The US bishops took care of other business yesterday, in addition to voting on the new translations of the Mass. They also voted on recommendations on what to do about pro-abortion Catholic politicians who present themselves to receive Communion. After working for three years, including a massive public debate during the height of the 2004 presidential election, what did the task force led by Cardinal Theodore McCarrick finally come up with?
U.S. Catholic bishops on Thursday ended years of soul searching over whether Catholic politicians who support abortion rights should be denied communion, leaving the decision with local bishops.
After years of “soul searching,” the best they could come up with was to punt?
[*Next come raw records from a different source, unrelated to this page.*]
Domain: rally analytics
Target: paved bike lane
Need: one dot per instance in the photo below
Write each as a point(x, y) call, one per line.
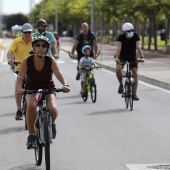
point(155, 70)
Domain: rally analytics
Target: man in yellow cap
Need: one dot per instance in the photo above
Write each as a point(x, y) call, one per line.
point(20, 48)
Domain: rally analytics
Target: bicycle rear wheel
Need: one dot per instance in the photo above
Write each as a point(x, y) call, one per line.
point(24, 105)
point(93, 91)
point(131, 95)
point(38, 151)
point(126, 91)
point(46, 141)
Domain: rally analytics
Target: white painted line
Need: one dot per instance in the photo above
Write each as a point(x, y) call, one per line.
point(60, 61)
point(5, 63)
point(74, 61)
point(142, 82)
point(2, 55)
point(148, 166)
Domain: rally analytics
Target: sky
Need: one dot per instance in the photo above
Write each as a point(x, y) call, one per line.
point(17, 6)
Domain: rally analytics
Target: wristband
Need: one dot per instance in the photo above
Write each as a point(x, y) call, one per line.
point(55, 55)
point(66, 85)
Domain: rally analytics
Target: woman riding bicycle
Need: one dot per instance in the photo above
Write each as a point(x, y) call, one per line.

Let’s get one thing straight: The decision always belonged to local bishops. Each bishop decides what must happen in his diocese. He is sovereign in matters like these. The job of the bishops’ conference was to provide guidance and principles based on the Church’s teachings. Both then-Cardinal Joseph Ratzinger, as prefect of the Congregation for the Doctrine of the Faith, and Cardinal Francis Arinze, prefect of the Congregation for Divine Worship, were pretty clear on what should be done. Arinze even said that a First Communion child would know what to do: Follow Canon 915.
“Those who are excommunicated or interdicted after the impostion or declaration of the penalty and others who obstinately persist in manifest grave sin are not to be admitted to Holy Communion.”
Everyone agrees that there should be unity on this matter among the US bishops so as not to confuse the faithful, with one bishop giving Communion to Ted Kennedy, say, and another refusing. But no matter. The bishops who know what to do will continue to do it.